In other studies, even without the need to know graded response, binary (ON/OFF) state approaches have yielded fascinating results in understanding cell signaling. One notable study developed discrete Boolean network modeling to investigate the survival mechanism of cytotoxic T lymphocytes (CTL) in T cell large granular lymphoctye (T-LGL) leukemia[21]. Loughran and colleagues created a T-LGL survival signaling model with 58 nodes, representing molecular species, and 123 edges, representing causal interactions between the species. Using the model, they identified the most significant interactions for activating CTL in disease state compared to normal. Subsequent experiments confirmed their model predictions.

It is conceivable that the arrival to parameter-less approaches may be unrealistic in the realm of complex systems, where non-linear factors and stochastic effects can cause even small variation in perturbations to produce diverse multistable outcomes or oscillatory patterns.
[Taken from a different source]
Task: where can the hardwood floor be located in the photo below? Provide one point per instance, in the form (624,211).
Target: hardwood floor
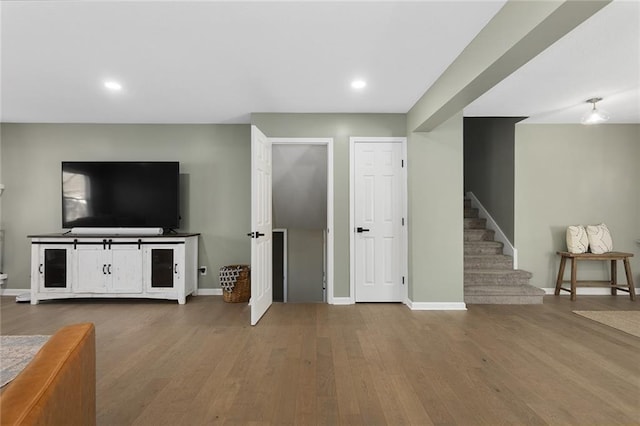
(369,364)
Such is the case observed for cell fate decisions where a single fertilized egg can diversify into distinct cell lineages or a bacteria being able to change fate under nutrient-deficient condition[22]. To model such complexity, dynamical systems theory adopting non-linear equations may possibly be used[23]. Also, for understanding self-organizing behaviors such as biological clocks/rhythms, spatial patterns, Hopf bifurcation or other non-linear dynamics, Goodwin, Brusselator, and Lotka–Volterra equations have been widely adopted[2426]. However, these models require the precision of parameter values and most often reproduce only the general behavior of complex biological responses in one (wildtype) condition.
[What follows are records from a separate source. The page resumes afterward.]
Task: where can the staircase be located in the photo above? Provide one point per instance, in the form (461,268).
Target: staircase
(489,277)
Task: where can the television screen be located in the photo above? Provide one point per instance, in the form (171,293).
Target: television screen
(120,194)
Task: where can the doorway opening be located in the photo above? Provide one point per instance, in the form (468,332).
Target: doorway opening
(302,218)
Another issue to consider is the scale of networks. So far, biological modules or network modeling that have been successfully used consist of molecular species that are relatively small, in the order of tens or a few hundreds. However, the living system invokes response of thousands of species and such large-scale studies probably require different approaches. One common strategy used to tackle large-scale effects is to use statistical techniques that investigate regression or correlation between species and samples, or apply clustering techniques to identify groups of genes with similar temporal or functional behaviors[27, 28]. These methods have been instrumental in revealing emergent behaviors, for example, the observation of collective oscillations of numerous cell cycle independent specific metabolic cycle genes in Saccharomyces cerevisiae[29, 30], and the collective genome-wide expression dynamics, including lowly expressed genes, for innate immune response[31, 32] and neutrophil cell differentiation[33, 34]. For classifying distinct cancer types for targeted therapy, self-organizing maps on high-dimensional gene expression data have been highly useful[35]. Thus, non-parametric statistical works on high throughput gene expression datasets have been crucial in showing emergent self-organized behaviors in cell populations.

In the future, non-parametric autonomous Boolean circuits, that have been recently shown to generate chaos, with multiple attractor states through time-delayed feedback loops in physical signal propagation[36, 37], may also be investigated for biological systems. These could, especially, be valuable for the application of cell signaling related to non-linear cell fate decisions or disease formation.